Describing a decision-making system as an “algorithm” is often a way to deflect accountability for human decisions. For many, the term implies a set of rules based objectively on empirical evidence or data. It also suggests a system that is highly complex—perhaps so complex that a human would struggle to understand its inner workings or anticipate its behavior when deployed.
But is this characterization accurate? Not always.
For example, in late December Stanford Medical Center’s misallocation of covid-19 vaccines was blamed on a distribution “algorithm” that favored high-ranking administrators over frontline doctors. The hospital claimed to have consulted with ethicists to design its “very complex algorithm,” which a representative said “clearly didn’t work right,” as MIT Technology Review reported at the time. While many people interpreted the use of the term to mean that AI or machine learning was involved, the system was in fact a medical algorithm, which is functionally different. It was more akin to a very simple formula or decision tree designed by a human committee.
This disconnect highlights a growing issue. As predictive models proliferate, the public becomes more wary of their use in making critical decisions. But as policymakers begin to develop standards for assessing and auditing algorithms, they must first define the class of decision-making or decision support tools to which their policies will apply.

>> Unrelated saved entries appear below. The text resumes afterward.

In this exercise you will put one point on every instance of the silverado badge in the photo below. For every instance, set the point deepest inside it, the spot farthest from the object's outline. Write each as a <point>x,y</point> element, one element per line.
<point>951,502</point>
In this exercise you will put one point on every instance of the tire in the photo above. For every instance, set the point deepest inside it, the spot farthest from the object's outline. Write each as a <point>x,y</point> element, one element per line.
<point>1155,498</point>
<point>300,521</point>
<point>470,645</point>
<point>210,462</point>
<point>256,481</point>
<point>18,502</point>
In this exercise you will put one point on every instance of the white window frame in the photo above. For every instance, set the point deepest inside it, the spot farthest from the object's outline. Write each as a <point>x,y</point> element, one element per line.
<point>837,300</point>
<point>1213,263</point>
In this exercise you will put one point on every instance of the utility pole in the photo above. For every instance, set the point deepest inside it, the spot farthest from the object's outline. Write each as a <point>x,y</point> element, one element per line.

Leaving the term “algorithm” open to interpretation could place some of the models with the biggest impact beyond the reach of policies designed to ensure that such systems don’t hurt people.
How to ID an algorithm
So is Stanford’s “algorithm” an algorithm? That depends how you define the term. While there’s no universally accepted definition, a common one comes from a 1971 textbook written by computer scientist Harold Stone, who states: “An algorithm is a set of rules that precisely define a sequence of operations.” This definition encompasses everything from recipes to complex neural networks: an audit policy based on it would be laughably broad.
In statistics and machine learning, we usually think of the algorithm as the set of instructions a computer executes to learn from data. In these fields, the resulting structured information is typically called a model. The information the computer learns from the data via the algorithm may look like “weights” by which to multiply each input factor, or it may be much more complicated. The complexity of the algorithm itself may also vary. And the impacts of these algorithms ultimately depend on the data to which they are applied and the context in which the resulting model is deployed. The same algorithm could have a net positive impact when applied in one context and a very different effect when applied in another.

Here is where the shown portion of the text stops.